それなのに、受注は思うように増えない——。

この問題を「アポの質が悪い」「営業の力不足」で片付けてしまう組織は少なくありません。しかし、パイプラインを商談フェーズごとに分解すると、原因はおおむね同じ場所に見えてきます。

それは、初回商談(SAL)から有効商談(SQL)への転換率が低いこと。多くの場合、ここに伸び悩みの理由があります。

SAL(Sales Accepted Lead)とは、マーケティングやインサイドセールスから渡され、営業が「商談に値する」と受け取ったリードのこと。SQL(Sales Qualified Lead)とは、営業が初回商談を経て「これは追う価値がある」と認定した案件です。
(※SAL/SQLの粒度は会社によって定義が異なります。本記事では「商談化=SAL/有効商談化=SQL」という運用上の意味で用います。)

多くの企業はSALの「数」を追います。しかし受注を左右するのは、SALがSQLに変わる転換率のほうです。ここが詰まっていると、アポを増やしても受注は比例して伸びにくくなります。

本記事では、この構造を営業プロセス設計の視点で分解し、初回商談の転換率を上げる3つの設計を解説します。先に結論を言えば、鍵は3つの設計です。なかでも3つ目は、最も効くのに最も見落とされています

この記事でわかること

  • なぜ今、「アポは取れるのに受注が増えない」状況が起きやすいのか
  • 受注を左右する「有効商談化の壁」とは何か
  • 初回商談を有効商談に変える「3つの設計」
  • そして最後に、自社の状態をたった1つの数字で測る方法

まずセルフチェック:
あなたの初回商談は「設計」されていますか?

初回商談が設計されているかは、商談の「前・中・後」で見ると整理できます。全部で8問あります。
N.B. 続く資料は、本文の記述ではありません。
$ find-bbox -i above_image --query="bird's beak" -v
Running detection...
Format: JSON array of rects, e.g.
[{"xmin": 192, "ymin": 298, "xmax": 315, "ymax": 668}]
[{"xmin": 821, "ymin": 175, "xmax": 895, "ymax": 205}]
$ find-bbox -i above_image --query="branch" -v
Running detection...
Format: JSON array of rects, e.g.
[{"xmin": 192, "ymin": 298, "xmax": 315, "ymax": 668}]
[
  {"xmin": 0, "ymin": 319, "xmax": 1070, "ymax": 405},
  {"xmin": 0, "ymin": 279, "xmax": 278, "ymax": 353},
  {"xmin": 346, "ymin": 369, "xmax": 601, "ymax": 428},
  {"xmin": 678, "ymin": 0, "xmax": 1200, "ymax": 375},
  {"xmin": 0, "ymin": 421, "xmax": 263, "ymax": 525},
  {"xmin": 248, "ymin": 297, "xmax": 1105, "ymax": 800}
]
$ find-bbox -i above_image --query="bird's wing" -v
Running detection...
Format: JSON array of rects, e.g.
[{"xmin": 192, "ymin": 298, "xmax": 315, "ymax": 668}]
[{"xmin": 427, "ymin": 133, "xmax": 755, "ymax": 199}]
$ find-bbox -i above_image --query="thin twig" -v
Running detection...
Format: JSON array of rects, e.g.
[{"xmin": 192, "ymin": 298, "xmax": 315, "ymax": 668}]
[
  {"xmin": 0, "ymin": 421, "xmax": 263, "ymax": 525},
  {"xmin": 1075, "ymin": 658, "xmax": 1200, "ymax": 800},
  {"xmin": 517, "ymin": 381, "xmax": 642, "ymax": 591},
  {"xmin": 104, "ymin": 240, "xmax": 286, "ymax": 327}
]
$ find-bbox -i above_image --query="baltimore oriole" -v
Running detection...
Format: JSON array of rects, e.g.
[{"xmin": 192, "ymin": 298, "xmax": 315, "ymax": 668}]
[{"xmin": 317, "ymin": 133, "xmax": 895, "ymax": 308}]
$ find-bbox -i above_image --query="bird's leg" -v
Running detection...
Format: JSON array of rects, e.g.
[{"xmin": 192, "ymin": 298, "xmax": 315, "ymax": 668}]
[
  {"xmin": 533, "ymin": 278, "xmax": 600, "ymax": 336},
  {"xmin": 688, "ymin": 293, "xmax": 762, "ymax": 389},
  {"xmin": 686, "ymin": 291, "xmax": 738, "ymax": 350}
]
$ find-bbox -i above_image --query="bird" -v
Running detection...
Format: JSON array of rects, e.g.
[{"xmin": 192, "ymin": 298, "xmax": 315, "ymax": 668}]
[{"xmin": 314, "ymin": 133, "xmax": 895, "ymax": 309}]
3つ以上「いいえ」があれば、設計で伸ばせる余地が大きい状態です。

商談前

  • 相手の企業・担当者・想定される課題を事前に調べ、仮説を立てて臨んでいるか
  • 初回商談のゴールを「提案・受注」ではなく「相手の課題を言語化すること」に置いているか

商談中

  • 何を聞くか(問いの順序)をあらかじめ設計しているか
  • 時間配分を決めており、自社サービスの説明に偏っていないか
  • 相手の意思決定の仕組み(誰が・どう決めるか)を把握しようとしているか
  • 自社サービスが役立つイメージを相手が持てたかを、相手の言葉で確認しているか

商談後(ここは個人より、組織・マネジメント側の問い)

  • 「有効/無効」を判断する、担当者間で共通の基準があるか
  • 進め方が担当者ごとにばらつかず、標準プロセスがあるか/SALからSQLへの転換率を計測しているか

これらの多くは、個人のスキルというより営業プロセスの設計の問題です。逆に言えば、設計で底上げできる余地があるということです。では、なぜ今これが問題として表面化しているのか。背景から見ていきます。

なぜ今、「受注が増えない」状況が起きやすいのか

背景には、BtoB営業を取り巻く3つの構造変化があります。

① 顕在層の枯渇と獲得単価の上昇

比較サイト、リスティング広告、展示会——課題が明確な「顕在層」にリーチする手段は、多くの企業がすでに活用しています。入札競争の激化なども重なり、リードの獲得単価(CPA=リード1件あたりの獲得コスト)は年々上がり、同じ予算で取れるリード数は減りやすくなっています。顕在層だけで売上計画を組み切るのは、以前より難しくなっています。

② ターゲットとチャネルの拡張

そこで多くの企業が、ウェビナー・ホワイトペーパー・アウトバウンドBDRといった新しいチャネルを開拓し、これまで対象としなかった「潜在層」にもアプローチし始めました。この判断自体は妥当です。ただし副作用として、「まだ自社の課題を言語化できていない」リードが商談パイプラインに増えていくことになります。

③ 「商談化」の定義のゆるみ

同時に、KPI達成のために「商談化」の定義がゆるむケースもあります。「会えれば商談」「初回アポが入れば商談化」といった運用では、SALの数は増えても、SQLへの転換率は下がりやすくなります。

この3つが重なったときに、「アポは取れる。でも受注は増えない」という状態が起きます。要因はアポの数や営業個人の力量というより、SALの質が構造的に変わったのに、初回商談のプロセスが以前のまま更新されていないことにあります。

受注を分ける壁——「有効商談化」とは何か

営業プロセスを定量的に捉えるフレームワークに、セールスベロシティ(営業の速度=売上が生まれるスピードを表す式)があります。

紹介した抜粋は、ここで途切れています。